I stop laughing when Mo opens the door. I’m hit in the face with the smell of weed and cooking steak. He shoves his eight-month-old son at me. “Hold him,” he grunts. I take Mo Jr. and sit down on front step with him. I have to brush aside a bunch of cigarette butts. Mo Jr. smells like a week-old diaper. He looks up at me like I’m the most boring creature alive, before staring off into the bushes to the left of the house.

“Mo,” I say. “Little Mo.” He won’t break his gaze with the bushes. I start whistling. I’m a fairly accomplished whistler; Judah looks up from where he’s doing wheelies on the sidewalk. Little Mo turns his face to me.

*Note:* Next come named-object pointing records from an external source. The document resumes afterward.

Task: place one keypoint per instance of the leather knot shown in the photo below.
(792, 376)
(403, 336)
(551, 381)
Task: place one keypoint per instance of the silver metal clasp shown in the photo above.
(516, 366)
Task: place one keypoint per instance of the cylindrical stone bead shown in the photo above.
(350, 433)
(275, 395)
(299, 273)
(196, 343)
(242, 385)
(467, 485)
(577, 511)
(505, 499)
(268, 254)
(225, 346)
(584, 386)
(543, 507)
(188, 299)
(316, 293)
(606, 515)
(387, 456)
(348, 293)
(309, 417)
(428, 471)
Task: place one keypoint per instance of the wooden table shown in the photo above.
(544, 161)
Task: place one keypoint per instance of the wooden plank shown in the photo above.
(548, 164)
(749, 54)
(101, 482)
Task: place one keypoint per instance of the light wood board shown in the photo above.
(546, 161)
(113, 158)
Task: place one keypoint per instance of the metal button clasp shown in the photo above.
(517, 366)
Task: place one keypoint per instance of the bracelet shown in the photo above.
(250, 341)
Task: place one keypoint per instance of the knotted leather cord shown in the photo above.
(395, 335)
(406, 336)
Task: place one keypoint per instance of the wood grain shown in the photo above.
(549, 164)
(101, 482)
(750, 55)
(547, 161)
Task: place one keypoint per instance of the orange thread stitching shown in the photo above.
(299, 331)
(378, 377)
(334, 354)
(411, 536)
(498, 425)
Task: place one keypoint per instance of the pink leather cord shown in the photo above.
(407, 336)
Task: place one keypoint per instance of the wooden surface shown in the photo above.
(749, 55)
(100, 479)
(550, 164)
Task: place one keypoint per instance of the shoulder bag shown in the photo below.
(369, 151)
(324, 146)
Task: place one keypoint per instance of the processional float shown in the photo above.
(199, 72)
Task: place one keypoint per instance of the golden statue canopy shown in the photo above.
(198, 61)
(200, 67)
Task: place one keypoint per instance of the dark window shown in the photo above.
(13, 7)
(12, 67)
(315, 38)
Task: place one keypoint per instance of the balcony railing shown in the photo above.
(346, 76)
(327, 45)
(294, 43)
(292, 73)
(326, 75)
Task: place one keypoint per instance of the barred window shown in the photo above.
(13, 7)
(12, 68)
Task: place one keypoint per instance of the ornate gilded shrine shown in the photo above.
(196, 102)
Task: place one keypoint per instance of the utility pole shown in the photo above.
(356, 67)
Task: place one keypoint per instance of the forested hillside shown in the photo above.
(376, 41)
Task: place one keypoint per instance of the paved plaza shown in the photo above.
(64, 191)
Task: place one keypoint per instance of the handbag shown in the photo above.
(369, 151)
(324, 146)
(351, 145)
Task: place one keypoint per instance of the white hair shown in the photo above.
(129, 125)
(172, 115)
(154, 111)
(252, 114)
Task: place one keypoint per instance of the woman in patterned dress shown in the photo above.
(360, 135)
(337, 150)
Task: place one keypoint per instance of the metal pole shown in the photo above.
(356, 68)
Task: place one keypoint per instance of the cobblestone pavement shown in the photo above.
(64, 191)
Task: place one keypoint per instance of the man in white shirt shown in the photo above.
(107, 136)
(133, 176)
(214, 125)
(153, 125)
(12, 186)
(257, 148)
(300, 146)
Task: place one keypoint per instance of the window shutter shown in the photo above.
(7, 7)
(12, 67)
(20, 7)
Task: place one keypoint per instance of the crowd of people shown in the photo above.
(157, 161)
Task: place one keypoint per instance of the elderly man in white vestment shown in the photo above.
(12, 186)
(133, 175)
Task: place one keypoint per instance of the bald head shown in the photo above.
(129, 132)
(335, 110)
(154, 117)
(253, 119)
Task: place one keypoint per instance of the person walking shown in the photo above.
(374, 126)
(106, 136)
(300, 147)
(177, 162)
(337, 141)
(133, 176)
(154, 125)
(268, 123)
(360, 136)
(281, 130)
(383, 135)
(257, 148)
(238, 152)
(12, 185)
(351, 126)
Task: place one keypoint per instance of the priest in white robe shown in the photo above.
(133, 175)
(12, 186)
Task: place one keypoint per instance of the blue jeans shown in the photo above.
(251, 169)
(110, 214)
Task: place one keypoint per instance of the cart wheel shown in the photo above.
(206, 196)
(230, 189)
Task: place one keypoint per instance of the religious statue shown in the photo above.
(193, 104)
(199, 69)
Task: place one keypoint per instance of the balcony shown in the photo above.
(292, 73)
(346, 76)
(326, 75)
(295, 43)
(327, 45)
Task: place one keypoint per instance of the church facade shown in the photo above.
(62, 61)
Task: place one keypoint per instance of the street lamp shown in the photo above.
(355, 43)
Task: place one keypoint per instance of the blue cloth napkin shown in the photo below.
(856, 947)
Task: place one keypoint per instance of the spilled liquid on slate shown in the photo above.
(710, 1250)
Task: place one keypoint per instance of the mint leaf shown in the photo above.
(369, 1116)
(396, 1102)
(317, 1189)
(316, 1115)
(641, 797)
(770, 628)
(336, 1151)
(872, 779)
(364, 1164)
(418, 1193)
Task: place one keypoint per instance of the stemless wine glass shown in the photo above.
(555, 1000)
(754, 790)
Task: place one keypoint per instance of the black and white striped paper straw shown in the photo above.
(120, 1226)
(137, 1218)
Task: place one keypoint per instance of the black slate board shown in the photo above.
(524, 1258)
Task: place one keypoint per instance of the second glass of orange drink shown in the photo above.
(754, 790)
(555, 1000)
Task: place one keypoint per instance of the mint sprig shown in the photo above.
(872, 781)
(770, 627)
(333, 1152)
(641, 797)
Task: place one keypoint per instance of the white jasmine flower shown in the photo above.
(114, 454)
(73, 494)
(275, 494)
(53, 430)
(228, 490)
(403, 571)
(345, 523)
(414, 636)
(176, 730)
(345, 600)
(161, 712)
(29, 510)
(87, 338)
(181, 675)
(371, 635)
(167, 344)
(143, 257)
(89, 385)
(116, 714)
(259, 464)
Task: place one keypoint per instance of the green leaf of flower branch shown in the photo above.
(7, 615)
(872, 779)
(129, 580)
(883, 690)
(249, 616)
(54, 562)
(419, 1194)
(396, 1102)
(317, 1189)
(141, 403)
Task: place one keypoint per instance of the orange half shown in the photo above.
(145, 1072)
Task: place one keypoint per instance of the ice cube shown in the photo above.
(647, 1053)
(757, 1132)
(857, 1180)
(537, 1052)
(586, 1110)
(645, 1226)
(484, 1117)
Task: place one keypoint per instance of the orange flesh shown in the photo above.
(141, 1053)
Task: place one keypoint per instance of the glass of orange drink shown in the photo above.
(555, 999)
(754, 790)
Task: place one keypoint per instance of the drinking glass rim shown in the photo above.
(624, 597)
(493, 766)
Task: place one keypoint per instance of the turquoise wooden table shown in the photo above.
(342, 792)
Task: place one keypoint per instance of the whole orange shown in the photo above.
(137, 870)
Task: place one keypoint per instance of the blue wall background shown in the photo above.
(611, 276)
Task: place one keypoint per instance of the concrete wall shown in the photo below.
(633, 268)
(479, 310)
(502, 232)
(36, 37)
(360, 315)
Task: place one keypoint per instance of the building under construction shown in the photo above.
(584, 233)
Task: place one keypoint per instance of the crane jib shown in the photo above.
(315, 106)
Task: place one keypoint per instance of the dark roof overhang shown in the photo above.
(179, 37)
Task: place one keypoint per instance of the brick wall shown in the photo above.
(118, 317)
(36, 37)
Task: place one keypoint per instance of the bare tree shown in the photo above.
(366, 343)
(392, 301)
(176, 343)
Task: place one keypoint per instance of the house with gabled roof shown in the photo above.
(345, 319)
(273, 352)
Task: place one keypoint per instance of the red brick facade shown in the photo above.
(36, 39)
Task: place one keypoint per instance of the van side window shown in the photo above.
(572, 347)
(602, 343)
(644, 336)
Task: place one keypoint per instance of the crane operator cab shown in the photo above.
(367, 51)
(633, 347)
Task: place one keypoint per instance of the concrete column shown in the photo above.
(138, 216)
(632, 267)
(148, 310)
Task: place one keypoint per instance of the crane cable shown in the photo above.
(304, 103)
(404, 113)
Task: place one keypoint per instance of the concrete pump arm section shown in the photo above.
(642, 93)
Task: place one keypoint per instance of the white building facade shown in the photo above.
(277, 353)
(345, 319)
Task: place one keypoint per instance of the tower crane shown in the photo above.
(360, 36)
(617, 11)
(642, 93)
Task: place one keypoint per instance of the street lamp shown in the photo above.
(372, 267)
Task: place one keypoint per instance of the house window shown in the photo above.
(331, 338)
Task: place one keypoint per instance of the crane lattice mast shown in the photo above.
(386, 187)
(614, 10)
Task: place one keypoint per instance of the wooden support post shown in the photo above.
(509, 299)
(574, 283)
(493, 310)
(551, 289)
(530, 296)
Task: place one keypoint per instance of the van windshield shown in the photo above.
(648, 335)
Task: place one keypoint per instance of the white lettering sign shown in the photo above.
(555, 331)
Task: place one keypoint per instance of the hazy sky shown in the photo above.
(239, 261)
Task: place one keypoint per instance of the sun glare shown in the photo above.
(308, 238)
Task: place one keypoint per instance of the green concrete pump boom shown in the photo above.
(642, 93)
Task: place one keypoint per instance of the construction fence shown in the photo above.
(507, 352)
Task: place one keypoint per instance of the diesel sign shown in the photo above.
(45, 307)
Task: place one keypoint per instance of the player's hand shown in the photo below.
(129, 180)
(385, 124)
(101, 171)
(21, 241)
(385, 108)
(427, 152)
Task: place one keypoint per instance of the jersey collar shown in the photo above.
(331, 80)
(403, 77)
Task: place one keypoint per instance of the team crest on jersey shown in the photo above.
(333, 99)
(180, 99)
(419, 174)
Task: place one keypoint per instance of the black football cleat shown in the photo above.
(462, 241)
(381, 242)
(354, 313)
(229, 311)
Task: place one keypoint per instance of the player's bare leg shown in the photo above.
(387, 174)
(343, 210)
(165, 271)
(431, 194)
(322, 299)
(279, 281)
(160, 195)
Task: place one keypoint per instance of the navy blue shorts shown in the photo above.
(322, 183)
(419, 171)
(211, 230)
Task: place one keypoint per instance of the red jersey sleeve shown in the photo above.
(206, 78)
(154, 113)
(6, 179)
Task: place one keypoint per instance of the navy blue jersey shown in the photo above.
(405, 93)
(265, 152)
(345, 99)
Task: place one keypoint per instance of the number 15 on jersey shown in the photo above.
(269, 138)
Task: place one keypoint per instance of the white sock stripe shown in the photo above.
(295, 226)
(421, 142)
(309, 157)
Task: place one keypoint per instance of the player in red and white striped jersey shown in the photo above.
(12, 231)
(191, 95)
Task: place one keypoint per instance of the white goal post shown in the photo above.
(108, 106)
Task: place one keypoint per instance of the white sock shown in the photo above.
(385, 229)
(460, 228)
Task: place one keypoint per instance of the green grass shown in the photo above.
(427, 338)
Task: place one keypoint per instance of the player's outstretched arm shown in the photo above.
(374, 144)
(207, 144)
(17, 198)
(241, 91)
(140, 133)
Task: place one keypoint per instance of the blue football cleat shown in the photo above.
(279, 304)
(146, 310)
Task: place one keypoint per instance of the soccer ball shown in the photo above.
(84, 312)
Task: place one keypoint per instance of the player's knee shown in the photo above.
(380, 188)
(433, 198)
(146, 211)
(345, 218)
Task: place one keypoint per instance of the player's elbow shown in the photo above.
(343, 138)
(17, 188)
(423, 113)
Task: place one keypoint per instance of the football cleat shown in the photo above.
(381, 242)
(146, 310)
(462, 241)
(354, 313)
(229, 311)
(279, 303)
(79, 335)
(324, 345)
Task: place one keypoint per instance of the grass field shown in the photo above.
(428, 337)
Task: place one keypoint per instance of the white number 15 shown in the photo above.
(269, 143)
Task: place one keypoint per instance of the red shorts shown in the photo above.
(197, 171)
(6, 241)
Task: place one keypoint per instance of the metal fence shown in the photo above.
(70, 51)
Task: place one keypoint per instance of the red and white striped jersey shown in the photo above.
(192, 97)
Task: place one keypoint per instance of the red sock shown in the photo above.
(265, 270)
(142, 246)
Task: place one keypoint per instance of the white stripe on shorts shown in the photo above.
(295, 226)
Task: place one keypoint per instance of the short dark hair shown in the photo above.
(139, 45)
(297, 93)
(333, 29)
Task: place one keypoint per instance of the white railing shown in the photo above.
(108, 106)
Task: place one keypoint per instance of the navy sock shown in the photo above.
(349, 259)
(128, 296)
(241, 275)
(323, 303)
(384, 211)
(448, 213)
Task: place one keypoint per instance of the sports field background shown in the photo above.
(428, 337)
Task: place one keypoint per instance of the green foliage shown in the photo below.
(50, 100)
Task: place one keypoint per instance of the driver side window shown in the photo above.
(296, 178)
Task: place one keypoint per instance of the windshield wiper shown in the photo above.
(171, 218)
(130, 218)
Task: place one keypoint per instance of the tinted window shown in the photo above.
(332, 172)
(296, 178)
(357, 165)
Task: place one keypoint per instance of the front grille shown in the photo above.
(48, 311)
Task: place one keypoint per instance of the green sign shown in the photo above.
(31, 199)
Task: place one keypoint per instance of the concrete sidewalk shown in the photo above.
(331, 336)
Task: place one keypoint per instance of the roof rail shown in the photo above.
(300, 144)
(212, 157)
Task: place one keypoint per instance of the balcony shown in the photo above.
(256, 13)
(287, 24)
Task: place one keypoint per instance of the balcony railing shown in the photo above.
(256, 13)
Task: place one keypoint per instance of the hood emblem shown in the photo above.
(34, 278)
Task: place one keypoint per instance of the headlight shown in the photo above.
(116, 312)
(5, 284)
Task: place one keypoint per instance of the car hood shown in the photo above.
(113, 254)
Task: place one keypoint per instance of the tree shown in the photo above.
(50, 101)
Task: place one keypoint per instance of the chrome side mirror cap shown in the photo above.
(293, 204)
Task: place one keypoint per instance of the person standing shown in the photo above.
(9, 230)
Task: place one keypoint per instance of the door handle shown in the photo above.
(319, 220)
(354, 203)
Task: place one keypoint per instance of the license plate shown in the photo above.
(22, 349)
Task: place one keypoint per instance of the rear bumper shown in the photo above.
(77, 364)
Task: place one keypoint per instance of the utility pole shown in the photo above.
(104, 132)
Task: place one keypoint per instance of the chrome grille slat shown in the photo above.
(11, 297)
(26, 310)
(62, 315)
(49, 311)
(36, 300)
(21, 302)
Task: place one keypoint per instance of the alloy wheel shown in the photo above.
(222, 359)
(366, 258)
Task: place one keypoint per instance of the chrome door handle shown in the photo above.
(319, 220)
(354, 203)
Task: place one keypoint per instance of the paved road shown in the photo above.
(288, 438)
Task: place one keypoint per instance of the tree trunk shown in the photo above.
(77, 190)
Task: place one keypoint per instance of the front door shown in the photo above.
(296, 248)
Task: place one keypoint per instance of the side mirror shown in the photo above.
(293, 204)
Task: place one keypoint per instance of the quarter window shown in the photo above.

“Finally,” I say. “It hurts my feelings when you don’t pay attention to me.”

I whistle him a song I’ve heard on the radio at work. He smiles a little. When Big Mo comes back to the door, he reaches down to take the baby and slips a couple baggies in my lap. I stand up and dust off my pants. Mo leans against the doorframe. “Your mom okay?”

“Yeah,” I say. “Same as always.”

“She used to babysit me, when I was real little.”

I keep my face blank, but I’m more than surprised. She never told me. Not that she tells me shit.

I leave the wad of twenties on the stairs.

“Bye Little Mo,” I say. But the door’s already shut. I put the baggies into my Groceries & Shit bag.

When I reach the street, Judah looks at my bag.

“Those for you?”

“Nah, my mom’s a prescription pill druggie.”

He looks relieved. “Even if they were, you’d have no right to judge, pot head.”

“Marijuana is different,” he says. He pronounces it mari-jew-wana.

“No. It’s all an addiction. Emotional, physical. You do it because you need it. It doesn’t matter if your body craves it or not. Your mind does.”

“I like you,” he says.

I’m surprised.

He walks me home. He wheels me home. Which is better, because anyone can walk you home. I don’t let him get right to the house. Everyone knows what my mom is, but you still don’t want anyone to see it first hand.

“What are you addicted to?” he asks me before I can say goodnight.

“Isn’t it obvious?” I ask him.

He nods his head knowingly. “Sarcasm,” he says.

I shift my Groceries & Shit bag from one arm to the other.

“Food,” I say. “Namely Honey Buns. But, if it’s processed, I’ll take it.”

No use keeping secrets in a place where everyone airs their sins. Mine is gluttony.

“I’m fat,” I tell him. And then I add, “Because I eat Honey Buns for dinner.”

“You’re not fat,” he says. I don’t stay to hear what he says next. I beeline for the front door.

A FEW DAYS AFTER I CONFESSED to Judah Grant about my Honey Bun addiction, there is a knock on the front door.

Pra pa pa pa pa

I am trying to glue the sole of my sneaker back on when I hear the knock. I’m so startled I drop the shoe and the tub of gorilla glue. I stand frozen, not sure what to do, watching the amber stuff leak onto the linoleum. No one comes to the eating house at this time of day, not even the Jehovah’s Witnesses. I glance up the stairs to my mother’s bedroom with my heart still raging. She won’t wake up for another few hours. My mother has severe agoraphobia, not to mention the paranoia and the prescription pill addiction. If she were awake right now, she’d be tossing little white pills in her mouth and sweating bullets. Nights she left the door open for her men, just so she wouldn’t have to hear them knock.